As I pondered a nineteen year career filled with pressure packed moments that certainly have robbed me of some of my youthfulness and my later years, the dedication I have given to this career field and how my coworkers always are cognizant of “what’s at stake”, I could only shake my head in disbelief of what I had read. As I read the errors from the weekend, I noticed a disturbing trend: most, if not all occurred at the busy hub facilities, where controller staffing has been denigrated due to a mass wave of retirements. Air traffic controller staffing has always been a bubble waiting to burst like the housing market. The only thing that kept people around was a good wage and an excellent work environment. As soon as the Federal Aviation Administration (FAA) froze controller wages and imposed draconian work rules that eroded morale and ruined the workplace, folks were tripping over one another as they headed for the exits. The sad fact is, they were warned.

The redundancy in the system is gone. Thousands of years of experience walked out the door. The system is being held together by the few of us left with experience desperately trying to train people with little to no experience. This is not about a labor dispute or a union crying wolf. This is the reality that I live in every single day. The FAA has continued to tell everyone “everything is ok, we’re hiring controllers. The system is fully staffed.” (I think of Kevin Bacon in one of the final scenes of Animal House. As people are running through the streets near Faber College screaming, He’s standing there with his hands up yelling, “Remain calm!!! All is well!!”)

The truth is they are not hiring controllers; they are hiring people for us to develop into controllers – a process that can take as long as five years. Meanwhile, as Rome burns, people are still exiting in droves. At some facilities, developmentals outnumber controllers. Many other facilities do not have the personnel to train the new hires, so they sit and wait to start their training – some for as long as two years.

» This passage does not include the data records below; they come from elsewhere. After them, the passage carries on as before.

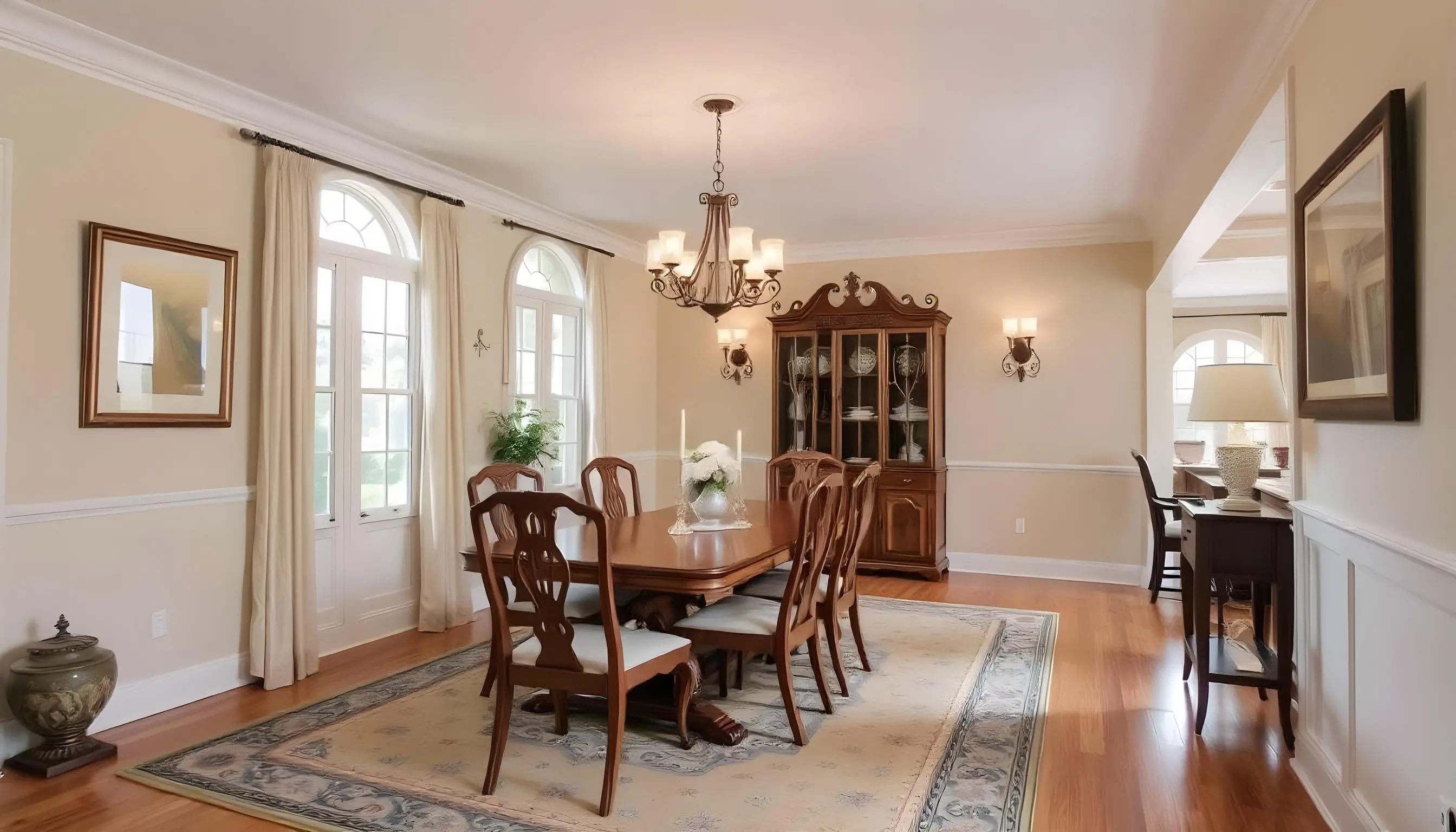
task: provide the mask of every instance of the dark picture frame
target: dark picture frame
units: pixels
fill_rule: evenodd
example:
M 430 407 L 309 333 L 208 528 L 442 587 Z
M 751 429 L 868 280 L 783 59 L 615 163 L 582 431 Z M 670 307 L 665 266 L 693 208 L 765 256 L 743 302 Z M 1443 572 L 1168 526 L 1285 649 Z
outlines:
M 1300 418 L 1415 420 L 1415 229 L 1404 89 L 1386 93 L 1294 195 L 1293 248 Z
M 237 252 L 100 223 L 87 239 L 80 427 L 232 427 Z

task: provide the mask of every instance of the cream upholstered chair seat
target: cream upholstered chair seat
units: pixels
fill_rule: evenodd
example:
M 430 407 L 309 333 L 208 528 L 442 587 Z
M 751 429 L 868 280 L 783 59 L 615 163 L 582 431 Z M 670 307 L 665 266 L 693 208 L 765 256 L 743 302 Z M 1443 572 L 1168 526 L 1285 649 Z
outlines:
M 593 587 L 596 589 L 596 587 Z M 577 653 L 577 662 L 587 673 L 607 672 L 607 631 L 600 624 L 574 624 L 571 648 Z M 655 629 L 623 629 L 622 631 L 622 669 L 629 670 L 665 656 L 690 644 L 680 635 L 658 632 Z M 536 637 L 523 641 L 511 653 L 511 662 L 517 664 L 534 664 L 542 653 L 542 643 Z
M 779 627 L 779 602 L 747 594 L 731 594 L 678 621 L 678 629 L 715 632 L 753 632 L 773 635 Z
M 769 570 L 767 573 L 753 578 L 751 581 L 743 584 L 738 594 L 747 594 L 753 597 L 766 597 L 769 600 L 780 600 L 783 597 L 783 590 L 789 586 L 789 573 L 782 570 Z M 828 592 L 828 576 L 820 576 L 818 594 L 823 596 Z

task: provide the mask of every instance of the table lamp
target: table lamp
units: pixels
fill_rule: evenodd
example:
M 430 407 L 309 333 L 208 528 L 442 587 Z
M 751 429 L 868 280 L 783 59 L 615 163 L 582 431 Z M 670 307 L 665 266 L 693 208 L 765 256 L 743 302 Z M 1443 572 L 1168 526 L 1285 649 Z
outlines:
M 1224 511 L 1258 511 L 1254 481 L 1264 449 L 1249 441 L 1246 421 L 1289 421 L 1284 385 L 1274 364 L 1204 364 L 1192 379 L 1188 421 L 1229 423 L 1229 443 L 1213 452 L 1229 495 Z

A few hours later, we received notification that a key component of the computer system at Boston Center had inexplicably failed. Located in Nashua, NH, Boston Center is responsible for a large chunk of the air traffic in the busy and congested Northeastern United States. The air traffic controllers at Boston Center were in a crisis. Airplanes were put into holding patterns. Traffic that was not airborne was held. The men and women dedicated to keeping you safe snapped into action and worked as a team, as if everything was normal.

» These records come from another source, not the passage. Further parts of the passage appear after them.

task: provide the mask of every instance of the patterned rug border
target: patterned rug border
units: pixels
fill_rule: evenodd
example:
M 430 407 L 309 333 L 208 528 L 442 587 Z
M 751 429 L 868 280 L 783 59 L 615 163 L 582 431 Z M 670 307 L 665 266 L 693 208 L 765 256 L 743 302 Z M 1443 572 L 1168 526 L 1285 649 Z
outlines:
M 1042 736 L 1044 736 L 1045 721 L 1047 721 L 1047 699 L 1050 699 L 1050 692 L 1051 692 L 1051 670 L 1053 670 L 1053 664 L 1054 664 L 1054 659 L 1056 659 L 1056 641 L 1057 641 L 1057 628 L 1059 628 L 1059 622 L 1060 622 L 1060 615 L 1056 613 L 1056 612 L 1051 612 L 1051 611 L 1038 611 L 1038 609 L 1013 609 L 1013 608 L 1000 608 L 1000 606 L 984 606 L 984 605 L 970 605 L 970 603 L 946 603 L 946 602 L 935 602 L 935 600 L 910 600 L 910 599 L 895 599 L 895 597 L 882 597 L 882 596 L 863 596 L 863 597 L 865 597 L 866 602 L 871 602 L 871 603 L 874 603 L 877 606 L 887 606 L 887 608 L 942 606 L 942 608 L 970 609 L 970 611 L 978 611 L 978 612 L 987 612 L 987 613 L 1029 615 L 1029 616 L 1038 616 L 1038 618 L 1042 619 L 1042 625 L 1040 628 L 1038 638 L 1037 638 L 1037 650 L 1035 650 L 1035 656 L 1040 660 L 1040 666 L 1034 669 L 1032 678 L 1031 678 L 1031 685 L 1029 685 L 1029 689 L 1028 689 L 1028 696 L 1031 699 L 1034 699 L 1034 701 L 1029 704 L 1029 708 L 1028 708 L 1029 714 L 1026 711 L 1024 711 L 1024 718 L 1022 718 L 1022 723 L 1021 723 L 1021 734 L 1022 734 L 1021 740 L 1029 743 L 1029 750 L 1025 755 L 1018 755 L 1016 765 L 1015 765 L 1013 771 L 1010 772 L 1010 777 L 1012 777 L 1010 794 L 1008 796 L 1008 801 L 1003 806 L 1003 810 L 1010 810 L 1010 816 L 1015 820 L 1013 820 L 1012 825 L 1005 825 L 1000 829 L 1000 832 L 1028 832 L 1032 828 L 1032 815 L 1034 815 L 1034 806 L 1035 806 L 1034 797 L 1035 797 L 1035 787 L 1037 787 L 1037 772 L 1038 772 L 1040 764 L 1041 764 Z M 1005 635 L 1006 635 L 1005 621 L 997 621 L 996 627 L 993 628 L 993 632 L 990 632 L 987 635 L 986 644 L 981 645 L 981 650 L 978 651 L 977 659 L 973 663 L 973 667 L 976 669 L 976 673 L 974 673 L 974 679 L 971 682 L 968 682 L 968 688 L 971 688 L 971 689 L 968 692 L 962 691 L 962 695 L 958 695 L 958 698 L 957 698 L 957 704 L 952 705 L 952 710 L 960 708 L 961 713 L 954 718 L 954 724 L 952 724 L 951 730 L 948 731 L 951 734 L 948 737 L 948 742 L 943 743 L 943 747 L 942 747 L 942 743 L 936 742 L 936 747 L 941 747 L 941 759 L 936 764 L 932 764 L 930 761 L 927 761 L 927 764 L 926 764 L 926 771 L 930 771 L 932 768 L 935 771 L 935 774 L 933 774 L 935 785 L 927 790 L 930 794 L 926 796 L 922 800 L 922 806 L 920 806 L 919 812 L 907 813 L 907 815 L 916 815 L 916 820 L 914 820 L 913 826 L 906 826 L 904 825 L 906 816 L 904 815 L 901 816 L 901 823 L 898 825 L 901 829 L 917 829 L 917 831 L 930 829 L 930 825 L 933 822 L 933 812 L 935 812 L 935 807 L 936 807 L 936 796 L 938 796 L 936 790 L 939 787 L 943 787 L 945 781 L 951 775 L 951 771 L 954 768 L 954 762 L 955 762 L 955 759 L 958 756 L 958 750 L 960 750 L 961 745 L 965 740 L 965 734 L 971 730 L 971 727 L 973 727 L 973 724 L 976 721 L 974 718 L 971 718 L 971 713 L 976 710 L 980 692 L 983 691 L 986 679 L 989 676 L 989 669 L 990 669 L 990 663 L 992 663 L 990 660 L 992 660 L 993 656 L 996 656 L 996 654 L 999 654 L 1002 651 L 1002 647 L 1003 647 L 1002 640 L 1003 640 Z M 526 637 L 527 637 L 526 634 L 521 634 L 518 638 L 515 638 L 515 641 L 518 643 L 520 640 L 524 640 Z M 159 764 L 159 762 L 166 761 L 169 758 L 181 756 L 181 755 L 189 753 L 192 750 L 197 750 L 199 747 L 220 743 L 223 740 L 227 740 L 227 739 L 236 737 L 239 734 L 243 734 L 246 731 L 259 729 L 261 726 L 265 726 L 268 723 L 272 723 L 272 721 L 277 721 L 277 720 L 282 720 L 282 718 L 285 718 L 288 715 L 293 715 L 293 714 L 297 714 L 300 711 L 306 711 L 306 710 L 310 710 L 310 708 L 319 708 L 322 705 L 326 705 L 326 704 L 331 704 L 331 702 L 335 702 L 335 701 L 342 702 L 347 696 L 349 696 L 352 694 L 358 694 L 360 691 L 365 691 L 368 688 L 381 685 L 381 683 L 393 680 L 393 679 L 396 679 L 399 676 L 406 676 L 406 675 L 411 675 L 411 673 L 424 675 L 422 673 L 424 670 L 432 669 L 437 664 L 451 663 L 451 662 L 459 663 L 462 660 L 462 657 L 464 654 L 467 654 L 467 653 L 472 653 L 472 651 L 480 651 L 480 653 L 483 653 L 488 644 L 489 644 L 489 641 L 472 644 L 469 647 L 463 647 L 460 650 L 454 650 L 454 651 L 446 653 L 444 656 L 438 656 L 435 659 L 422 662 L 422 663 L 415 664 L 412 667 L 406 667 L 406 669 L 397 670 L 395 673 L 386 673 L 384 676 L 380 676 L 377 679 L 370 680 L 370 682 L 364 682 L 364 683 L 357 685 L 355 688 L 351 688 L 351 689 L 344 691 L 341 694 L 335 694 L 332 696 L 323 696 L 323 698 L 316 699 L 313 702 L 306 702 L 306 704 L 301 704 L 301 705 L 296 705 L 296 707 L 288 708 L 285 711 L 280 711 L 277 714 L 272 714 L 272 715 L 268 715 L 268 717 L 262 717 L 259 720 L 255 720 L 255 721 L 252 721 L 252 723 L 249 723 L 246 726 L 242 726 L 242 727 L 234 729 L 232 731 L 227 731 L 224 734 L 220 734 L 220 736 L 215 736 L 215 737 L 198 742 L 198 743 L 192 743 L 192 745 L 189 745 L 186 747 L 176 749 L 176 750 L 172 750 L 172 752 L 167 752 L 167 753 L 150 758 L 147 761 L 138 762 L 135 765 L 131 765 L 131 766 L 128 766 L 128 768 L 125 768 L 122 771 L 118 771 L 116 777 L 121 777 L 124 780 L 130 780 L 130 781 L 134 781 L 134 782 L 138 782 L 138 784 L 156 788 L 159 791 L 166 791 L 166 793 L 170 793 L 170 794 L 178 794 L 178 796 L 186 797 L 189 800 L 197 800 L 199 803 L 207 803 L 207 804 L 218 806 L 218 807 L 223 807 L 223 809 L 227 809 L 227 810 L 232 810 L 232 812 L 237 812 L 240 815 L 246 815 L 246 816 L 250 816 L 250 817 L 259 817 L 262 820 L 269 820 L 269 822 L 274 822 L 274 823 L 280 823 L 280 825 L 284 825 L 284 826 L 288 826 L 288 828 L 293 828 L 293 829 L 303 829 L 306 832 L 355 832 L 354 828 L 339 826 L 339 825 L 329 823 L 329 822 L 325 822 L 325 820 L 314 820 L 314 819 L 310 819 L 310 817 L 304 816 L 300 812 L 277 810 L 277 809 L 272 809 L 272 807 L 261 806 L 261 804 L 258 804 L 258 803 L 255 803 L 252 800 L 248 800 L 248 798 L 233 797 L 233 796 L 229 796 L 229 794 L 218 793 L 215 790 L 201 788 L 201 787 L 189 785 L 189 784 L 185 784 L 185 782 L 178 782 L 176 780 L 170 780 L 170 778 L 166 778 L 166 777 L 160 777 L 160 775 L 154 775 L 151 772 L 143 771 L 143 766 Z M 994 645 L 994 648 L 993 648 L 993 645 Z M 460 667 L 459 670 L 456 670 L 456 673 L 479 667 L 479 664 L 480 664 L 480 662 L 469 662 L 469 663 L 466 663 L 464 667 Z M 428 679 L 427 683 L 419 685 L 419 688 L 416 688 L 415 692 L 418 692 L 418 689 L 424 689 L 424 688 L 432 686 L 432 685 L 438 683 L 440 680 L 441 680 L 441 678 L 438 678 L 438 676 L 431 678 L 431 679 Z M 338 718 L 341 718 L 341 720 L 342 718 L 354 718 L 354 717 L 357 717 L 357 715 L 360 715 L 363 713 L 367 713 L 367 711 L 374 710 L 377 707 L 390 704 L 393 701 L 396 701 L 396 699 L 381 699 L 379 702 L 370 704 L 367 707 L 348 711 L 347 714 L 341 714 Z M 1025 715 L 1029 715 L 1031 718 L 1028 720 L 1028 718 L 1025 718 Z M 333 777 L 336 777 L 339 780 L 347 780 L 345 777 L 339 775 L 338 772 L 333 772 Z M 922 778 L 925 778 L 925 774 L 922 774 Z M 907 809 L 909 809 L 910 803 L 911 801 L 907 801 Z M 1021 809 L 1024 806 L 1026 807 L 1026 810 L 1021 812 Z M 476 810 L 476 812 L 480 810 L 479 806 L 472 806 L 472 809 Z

All flights at Albany were held on the ground as the problem was sorted out. Since we own airspace up to 10,000 feet (Boston Center owns above that), we were able to route some traffic below Boston’s airspace. A flight to Cleveland, for example, which would typically cruise at 36,000 feet, was held at 10,000 for about 100 miles. Again, whatever it takes.

I’m sure this morning was filled with TELCONs, head scratching and wonderment of what went wrong. I would not want to venture a guess, but I can tell you one thing: in the past year or so, the FAA stopped spending money and labor on routine maintenance and testing of equipment. They adopted a “wait until it breaks” policy with regard to the equipment that we use to keep you safe. It’s a reckless policy and if has anything to do with yesterday’s outage, heads should roll. Quite frankly, heads should roll even if it didn’t!

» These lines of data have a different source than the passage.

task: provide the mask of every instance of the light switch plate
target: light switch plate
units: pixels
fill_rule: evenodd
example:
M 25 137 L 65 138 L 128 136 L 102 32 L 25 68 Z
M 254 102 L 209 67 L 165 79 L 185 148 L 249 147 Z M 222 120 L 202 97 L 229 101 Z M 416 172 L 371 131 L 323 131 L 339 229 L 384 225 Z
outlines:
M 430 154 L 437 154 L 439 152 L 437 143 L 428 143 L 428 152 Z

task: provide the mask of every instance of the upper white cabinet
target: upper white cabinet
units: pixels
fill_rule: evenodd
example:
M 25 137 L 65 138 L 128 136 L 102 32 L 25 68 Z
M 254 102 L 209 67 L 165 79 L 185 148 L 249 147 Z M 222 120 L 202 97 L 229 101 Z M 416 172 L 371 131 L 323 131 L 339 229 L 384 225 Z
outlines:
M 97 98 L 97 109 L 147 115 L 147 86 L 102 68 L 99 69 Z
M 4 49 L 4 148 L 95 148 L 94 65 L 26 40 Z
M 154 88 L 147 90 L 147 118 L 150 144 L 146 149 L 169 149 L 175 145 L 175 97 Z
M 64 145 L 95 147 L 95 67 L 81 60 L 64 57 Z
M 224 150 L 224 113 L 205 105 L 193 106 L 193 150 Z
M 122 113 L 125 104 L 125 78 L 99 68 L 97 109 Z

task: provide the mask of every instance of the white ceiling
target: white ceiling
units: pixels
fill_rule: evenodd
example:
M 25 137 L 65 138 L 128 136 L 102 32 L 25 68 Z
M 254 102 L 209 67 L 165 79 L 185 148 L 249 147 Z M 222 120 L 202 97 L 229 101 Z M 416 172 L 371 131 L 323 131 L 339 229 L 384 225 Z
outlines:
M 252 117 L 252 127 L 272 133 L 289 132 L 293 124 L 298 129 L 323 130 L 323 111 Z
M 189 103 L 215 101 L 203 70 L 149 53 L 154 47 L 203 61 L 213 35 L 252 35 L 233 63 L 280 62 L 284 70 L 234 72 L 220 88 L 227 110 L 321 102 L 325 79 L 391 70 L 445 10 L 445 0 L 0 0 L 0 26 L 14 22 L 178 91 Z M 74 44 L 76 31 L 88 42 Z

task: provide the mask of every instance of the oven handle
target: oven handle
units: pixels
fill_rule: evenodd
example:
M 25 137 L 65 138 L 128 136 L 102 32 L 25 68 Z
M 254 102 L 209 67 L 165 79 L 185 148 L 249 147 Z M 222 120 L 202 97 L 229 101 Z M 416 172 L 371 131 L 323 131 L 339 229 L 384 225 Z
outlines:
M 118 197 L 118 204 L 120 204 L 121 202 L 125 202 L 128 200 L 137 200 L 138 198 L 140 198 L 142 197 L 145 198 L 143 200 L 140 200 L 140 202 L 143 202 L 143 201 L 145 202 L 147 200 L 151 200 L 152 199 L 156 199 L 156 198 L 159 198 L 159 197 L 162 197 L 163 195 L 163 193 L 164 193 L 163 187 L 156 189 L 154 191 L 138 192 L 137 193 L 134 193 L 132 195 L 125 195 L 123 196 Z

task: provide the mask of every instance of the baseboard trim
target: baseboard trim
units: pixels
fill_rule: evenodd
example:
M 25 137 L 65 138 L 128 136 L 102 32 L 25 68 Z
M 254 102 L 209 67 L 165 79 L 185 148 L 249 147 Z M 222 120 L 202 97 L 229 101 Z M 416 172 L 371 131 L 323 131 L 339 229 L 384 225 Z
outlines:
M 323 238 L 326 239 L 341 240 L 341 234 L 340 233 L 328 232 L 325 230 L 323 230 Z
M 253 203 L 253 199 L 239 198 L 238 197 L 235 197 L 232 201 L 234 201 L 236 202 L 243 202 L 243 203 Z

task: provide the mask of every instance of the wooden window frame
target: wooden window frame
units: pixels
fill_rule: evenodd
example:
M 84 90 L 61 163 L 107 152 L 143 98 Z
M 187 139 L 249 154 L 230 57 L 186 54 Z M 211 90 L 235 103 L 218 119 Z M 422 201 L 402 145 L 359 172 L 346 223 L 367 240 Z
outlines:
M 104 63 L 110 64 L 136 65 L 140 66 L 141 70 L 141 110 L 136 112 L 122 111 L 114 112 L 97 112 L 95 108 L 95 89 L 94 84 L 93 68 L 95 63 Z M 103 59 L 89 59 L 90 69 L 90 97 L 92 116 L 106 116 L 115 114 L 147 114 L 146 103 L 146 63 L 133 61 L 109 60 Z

I’m sure today will start just like yesterday. Put the lunch bag away; exchange some friendly banter with my coworkers. They’ll say, “Man, if I had to be here until 10pm tonight, I’d probably jump off the tower” and I’ll reply, “Well, it’s certainly a good thing your shift is over and the “A” team is here!” All in good fun and all for a good cause. Man, do I love my job!

3 comments:

Don Brown said...

"I certainly cannot hold a candle to what my brothers and sisters are writing and will never try."

You lied, Brother.

Nice post.

And thanks for the plug.

Don Brown
http://gettheflick.blogspot.com/

abieber said...

Stunod,

Very well written brother me miss you here in AZ.

Angry Fokker

atcmp said...

Thanks Yaz we can always use another voice, since apparently the public isn't listening!

Hopefully this writers strike will end and we can go back to more "Yea Right" reality television.